City of Ramsey must now face what it is to do about Town Center.

That was the identical problem faced by the two defeated incumbents when they came into office, and tried pushing on a rope as if it were sensible. Armstrong will be redone over the next two years. The Sunwood reroute is done and has to be lived with.

I would hope the new council in January would heavily investigate whether McDonalds is real and not a falsified hope, ditto for Super America, and even if those are real and delivered by much cash flow to a consultancy, it's not great. It might be better if it's not real, if there exist grounds to consider what possible fiduciary or other contract duty may have been breached - so that the heavy weight put upon future councils by the present consultancy dealing might possibly be lessened.

Those things are to be resolved in the future.

At least the election is over. Time for victors to govern, hopefully wisely.

I sure do not like the co-ownership of an airplane by Matt Look and Darren Lazan, both having ties to Jungbauer who used to hold title to the aircraft and who (according to onllne district court records, No. 02-CV-11-5919) has a judgment balance of around $4800 outstanding which, were he still in ownership of the aircraft, could be executed against it. Ms. Carol Mayer of the Mayer Law Office, LLC, as a Minnesota lawyer, surely knows more than I do, as a non-lawyer; including the law under Minn. Stat. Sect. 513.08, et seq.

As I understand things Ms. Mayer has post judgment discovery rights, and for that small an amount she has to both know questions to ask, and whether it's worth doing.

Cronyism should never be tolerated in government, which is aside and apart from any question of debt between individuals. One has to hope that new people on council in Ramsey will have learned a lesson, and that the Charter might be tightened in terms of conflict of interest, where clarity is needed.
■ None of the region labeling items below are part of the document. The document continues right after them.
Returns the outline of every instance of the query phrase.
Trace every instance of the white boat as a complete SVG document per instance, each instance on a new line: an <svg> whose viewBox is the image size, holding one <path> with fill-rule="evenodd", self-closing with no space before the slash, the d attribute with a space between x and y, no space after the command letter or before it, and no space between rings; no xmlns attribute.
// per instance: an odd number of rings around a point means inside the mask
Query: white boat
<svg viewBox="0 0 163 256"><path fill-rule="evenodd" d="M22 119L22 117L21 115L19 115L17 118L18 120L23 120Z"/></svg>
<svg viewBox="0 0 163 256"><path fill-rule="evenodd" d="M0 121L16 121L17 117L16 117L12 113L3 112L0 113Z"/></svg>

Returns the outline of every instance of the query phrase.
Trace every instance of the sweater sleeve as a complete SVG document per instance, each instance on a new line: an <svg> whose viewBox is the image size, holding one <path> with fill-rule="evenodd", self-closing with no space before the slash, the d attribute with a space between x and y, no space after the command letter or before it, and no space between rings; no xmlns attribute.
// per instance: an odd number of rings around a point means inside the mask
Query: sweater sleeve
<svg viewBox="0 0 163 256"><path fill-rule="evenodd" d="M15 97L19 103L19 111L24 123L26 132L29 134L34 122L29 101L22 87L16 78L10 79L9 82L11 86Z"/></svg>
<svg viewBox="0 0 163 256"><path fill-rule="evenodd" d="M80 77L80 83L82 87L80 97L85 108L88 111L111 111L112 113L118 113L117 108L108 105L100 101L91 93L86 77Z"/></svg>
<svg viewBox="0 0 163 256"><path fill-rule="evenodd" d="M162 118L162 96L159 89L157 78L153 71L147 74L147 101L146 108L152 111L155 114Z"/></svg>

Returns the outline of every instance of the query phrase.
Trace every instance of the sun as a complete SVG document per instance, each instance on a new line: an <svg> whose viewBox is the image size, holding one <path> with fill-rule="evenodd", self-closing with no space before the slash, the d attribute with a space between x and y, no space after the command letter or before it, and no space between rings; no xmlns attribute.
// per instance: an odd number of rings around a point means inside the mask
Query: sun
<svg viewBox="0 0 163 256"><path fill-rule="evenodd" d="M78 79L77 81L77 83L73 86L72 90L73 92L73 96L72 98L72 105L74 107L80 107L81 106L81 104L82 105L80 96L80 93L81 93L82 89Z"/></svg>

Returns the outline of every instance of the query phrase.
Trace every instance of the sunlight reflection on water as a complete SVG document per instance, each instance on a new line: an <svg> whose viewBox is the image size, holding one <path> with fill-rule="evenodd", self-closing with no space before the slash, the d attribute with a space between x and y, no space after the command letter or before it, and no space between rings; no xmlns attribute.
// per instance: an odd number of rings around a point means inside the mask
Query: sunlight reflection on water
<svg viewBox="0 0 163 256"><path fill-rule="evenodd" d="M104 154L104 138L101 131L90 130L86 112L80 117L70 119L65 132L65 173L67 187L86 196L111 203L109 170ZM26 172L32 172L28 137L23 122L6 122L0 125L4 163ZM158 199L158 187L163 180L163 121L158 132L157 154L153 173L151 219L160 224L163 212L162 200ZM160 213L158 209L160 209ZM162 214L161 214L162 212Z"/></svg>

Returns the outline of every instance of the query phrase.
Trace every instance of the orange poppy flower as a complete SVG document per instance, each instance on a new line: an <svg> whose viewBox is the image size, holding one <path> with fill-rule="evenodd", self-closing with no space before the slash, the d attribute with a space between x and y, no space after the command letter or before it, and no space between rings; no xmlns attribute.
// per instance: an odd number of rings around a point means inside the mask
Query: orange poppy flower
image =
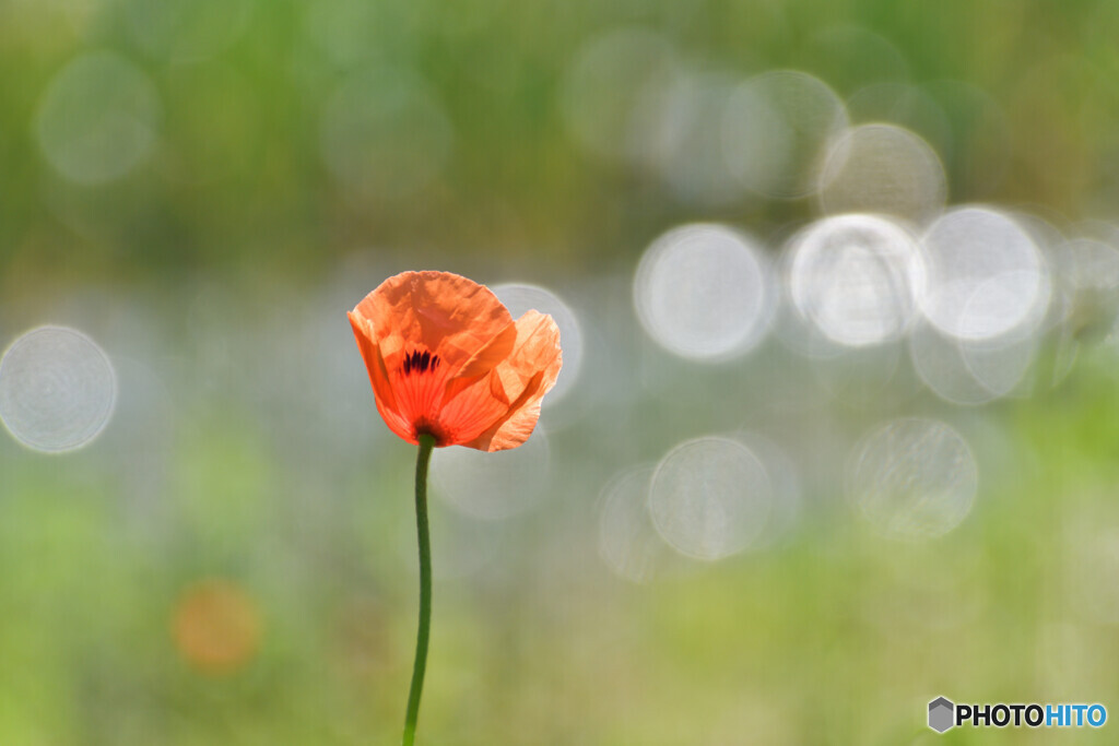
<svg viewBox="0 0 1119 746"><path fill-rule="evenodd" d="M412 444L515 448L532 435L560 375L560 329L514 321L486 286L449 272L389 277L349 313L377 410Z"/></svg>

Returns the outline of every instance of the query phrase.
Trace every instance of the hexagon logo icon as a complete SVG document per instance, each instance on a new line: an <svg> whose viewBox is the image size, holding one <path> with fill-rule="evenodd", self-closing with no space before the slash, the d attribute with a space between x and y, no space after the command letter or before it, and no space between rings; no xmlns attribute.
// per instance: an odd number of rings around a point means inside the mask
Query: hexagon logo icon
<svg viewBox="0 0 1119 746"><path fill-rule="evenodd" d="M929 702L929 727L937 733L944 733L956 725L956 705L944 697Z"/></svg>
Again, the Lister defeat is the hardest to me. Many may feel the Erhart defeat is a more major thing, I would agree it is similar to Oberstar being unseated, but Allison Lister would have made an excellent independent and cronyism-free county board person, and that is why to me her defeat hurts. If elected, she would have been more like Dennis Berg than the incumbent.
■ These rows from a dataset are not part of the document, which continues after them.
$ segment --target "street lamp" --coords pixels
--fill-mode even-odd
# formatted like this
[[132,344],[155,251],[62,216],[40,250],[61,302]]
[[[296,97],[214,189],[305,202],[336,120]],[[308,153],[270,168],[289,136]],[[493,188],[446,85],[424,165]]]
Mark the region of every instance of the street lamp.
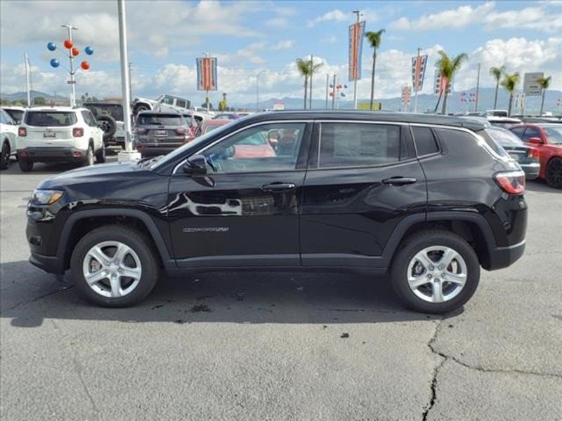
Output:
[[259,111],[259,76],[266,72],[266,70],[262,70],[256,75],[256,112]]

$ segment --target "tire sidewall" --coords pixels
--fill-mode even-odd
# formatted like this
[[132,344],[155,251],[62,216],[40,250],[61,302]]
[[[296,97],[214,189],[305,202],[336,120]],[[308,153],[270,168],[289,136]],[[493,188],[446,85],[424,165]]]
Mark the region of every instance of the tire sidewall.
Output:
[[[131,247],[140,260],[143,273],[136,288],[124,297],[112,298],[96,293],[86,283],[82,273],[82,264],[88,251],[102,241],[116,241]],[[96,229],[83,237],[76,245],[70,260],[72,277],[79,293],[89,301],[103,307],[128,307],[145,298],[158,279],[159,269],[154,251],[148,239],[134,229],[119,226]]]
[[[458,295],[445,302],[424,301],[410,289],[407,283],[407,269],[414,256],[427,247],[444,246],[461,255],[466,264],[468,276],[464,287]],[[478,287],[480,281],[480,263],[474,250],[462,238],[447,232],[426,232],[414,235],[396,256],[391,269],[392,285],[398,298],[410,308],[424,313],[446,313],[465,304]]]

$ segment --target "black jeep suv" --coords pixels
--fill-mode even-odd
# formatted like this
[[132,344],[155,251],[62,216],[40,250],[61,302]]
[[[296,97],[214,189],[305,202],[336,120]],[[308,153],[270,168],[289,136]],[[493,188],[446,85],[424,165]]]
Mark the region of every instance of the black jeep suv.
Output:
[[390,271],[421,312],[462,306],[525,248],[525,174],[478,121],[281,112],[160,157],[64,173],[27,208],[31,262],[104,306],[161,269]]

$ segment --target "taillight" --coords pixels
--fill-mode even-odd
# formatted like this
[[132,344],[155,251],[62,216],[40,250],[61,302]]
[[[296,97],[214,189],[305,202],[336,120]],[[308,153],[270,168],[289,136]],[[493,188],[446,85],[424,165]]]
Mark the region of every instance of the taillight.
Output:
[[525,192],[525,173],[523,171],[506,171],[494,175],[497,185],[509,194],[523,194]]
[[84,129],[81,127],[74,127],[72,129],[72,137],[81,138],[84,136]]

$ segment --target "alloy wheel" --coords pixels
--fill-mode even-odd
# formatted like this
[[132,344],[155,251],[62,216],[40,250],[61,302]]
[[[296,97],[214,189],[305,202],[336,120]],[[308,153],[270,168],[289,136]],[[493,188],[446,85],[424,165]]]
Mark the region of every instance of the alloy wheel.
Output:
[[120,241],[103,241],[86,253],[82,274],[96,293],[118,298],[130,294],[138,286],[143,268],[131,247]]
[[408,265],[410,289],[428,302],[445,302],[458,295],[466,282],[468,270],[462,256],[445,246],[427,247]]

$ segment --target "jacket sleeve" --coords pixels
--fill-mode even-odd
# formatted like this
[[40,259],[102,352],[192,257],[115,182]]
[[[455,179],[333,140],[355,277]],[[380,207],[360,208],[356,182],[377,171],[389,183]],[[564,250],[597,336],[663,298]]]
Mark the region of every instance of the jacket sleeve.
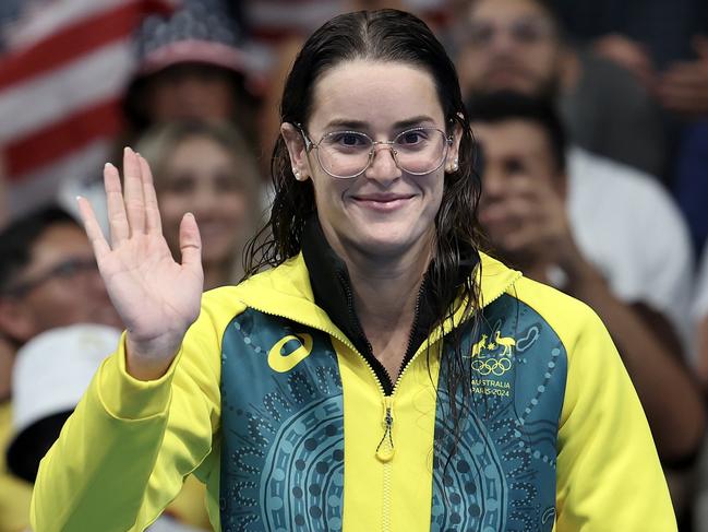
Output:
[[581,327],[562,338],[568,371],[556,531],[675,531],[667,482],[629,376],[600,319],[585,305],[575,310]]
[[219,321],[203,306],[155,381],[125,371],[121,340],[40,463],[33,530],[142,531],[159,516],[212,451],[226,324]]

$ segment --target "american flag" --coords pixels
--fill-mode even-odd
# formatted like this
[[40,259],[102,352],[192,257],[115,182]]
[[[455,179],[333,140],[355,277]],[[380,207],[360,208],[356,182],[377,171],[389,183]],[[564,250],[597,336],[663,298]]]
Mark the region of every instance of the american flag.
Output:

McCaskill in Missouri. Warren in Massachusetts.

Dick Nolan in Minnesota's CD8.

Close on a high note. Some sweet, in the bittersweet.

______________UPDATE_____________
Here is one result, online here, that to me is very galling:



My hope was that rat would have lost coming and going, and be retired to the private sector family contracting business, where his mischief against the good of the nation would be less than it will prove to be over the next two years.